FIG. 1 is a flow chart of a forest cutting recovery remote sensing monitoring method according to an embodiment of the present invention;
FIG. 2 is a graph showing the recovery levels of tree height, AGB, LAI and FPAR after forest deforestation in Malaysia in 1990-2019 according to an embodiment of the present invention;
FIG. 3 is a graph of recovery rates of tree height, AGB, LAI and FPAR after deforestation in the peninsula malaysia in 1990-2019 according to an embodiment of the present invention.
Detailed Description
The following description of the embodiments of the present invention will be made clearly and completely with reference to the accompanying drawings, in which it is apparent that the embodiments described are only some embodiments of the present invention, but not all embodiments. All other embodiments, which can be made by those skilled in the art based on the embodiments of the invention without making any inventive effort, are intended to be within the scope of the invention.
In order that the above-recited objects, features and advantages of the present invention will become more readily apparent, a more particular description of the invention will be rendered by reference to the appended drawings and appended detailed description.
Example 1
As shown in fig. 1, a remote sensing monitoring method for forest cutting recovery includes the following steps:
s1, acquiring a forest recovery time map based on a remote sensing technology;
s2, obtaining various index recovery values after forest deforestation based on the forest structure index and a forest recovery time map;
s3, obtaining a recovery degree graph of the forests after deforestation based on the recovery values of the indexes;
s4, based on the forest recovery time map and the recovery degree map, a recovery rate map after the forest is cut is obtained, and remote sensing monitoring of forest cutting recovery is achieved.
The method for obtaining the forest recovery time map comprises the following steps:
based on a remote sensing technology, a target area vector range diagram, a ground surface coverage classification map and a forest deforestation range and time map are obtained; specifically, the application of the remote sensing technology: remote sensing products related to target area forest deforestation restoration, including land cover classification products, forest variation products, tree height products, LAI products and FPAR products, are downloaded first. The forest change remote sensing product comprises a forest felling range and a forest felling time.

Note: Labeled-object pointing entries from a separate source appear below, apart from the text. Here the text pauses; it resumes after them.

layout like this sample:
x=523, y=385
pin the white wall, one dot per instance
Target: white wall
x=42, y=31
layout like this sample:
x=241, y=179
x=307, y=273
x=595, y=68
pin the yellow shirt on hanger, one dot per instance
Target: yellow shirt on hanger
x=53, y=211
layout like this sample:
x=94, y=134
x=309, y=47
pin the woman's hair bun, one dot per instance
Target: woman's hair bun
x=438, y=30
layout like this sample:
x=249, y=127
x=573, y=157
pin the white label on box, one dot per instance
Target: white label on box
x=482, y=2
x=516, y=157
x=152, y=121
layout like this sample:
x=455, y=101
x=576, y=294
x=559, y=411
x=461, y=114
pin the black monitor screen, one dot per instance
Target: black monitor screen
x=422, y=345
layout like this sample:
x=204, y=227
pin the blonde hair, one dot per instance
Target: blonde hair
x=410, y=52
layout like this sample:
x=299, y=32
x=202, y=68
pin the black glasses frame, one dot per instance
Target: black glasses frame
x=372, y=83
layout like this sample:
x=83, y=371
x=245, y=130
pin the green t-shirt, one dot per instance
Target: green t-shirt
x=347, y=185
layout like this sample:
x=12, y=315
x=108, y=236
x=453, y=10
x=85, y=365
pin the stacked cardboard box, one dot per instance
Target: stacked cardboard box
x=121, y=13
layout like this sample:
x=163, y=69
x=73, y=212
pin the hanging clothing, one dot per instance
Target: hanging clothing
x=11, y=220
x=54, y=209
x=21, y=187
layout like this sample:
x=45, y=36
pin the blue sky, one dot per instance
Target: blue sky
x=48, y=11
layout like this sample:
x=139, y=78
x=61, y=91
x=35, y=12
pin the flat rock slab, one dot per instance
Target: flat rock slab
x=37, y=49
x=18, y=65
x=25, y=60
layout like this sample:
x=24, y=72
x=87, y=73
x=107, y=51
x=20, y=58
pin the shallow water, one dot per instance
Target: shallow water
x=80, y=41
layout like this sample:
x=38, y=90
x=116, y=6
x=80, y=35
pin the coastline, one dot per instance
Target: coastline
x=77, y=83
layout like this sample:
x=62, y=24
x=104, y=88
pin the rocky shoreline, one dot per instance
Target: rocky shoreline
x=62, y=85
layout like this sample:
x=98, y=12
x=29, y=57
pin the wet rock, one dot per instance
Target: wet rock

The vector range diagram of the target area, the surface coverage classification map and the forest felling range and time map are intersected to obtain a recovery type diagram of the target area after forest felling;
extracting a forest land restoration range based on the forest deforestation restoration type map; since this embodiment focuses mainly on restoration of forests, the types of restoration after felling are classified into two categories: woodland and others, and extracts the scope of this type of restoration of the woodland for subsequent calculation.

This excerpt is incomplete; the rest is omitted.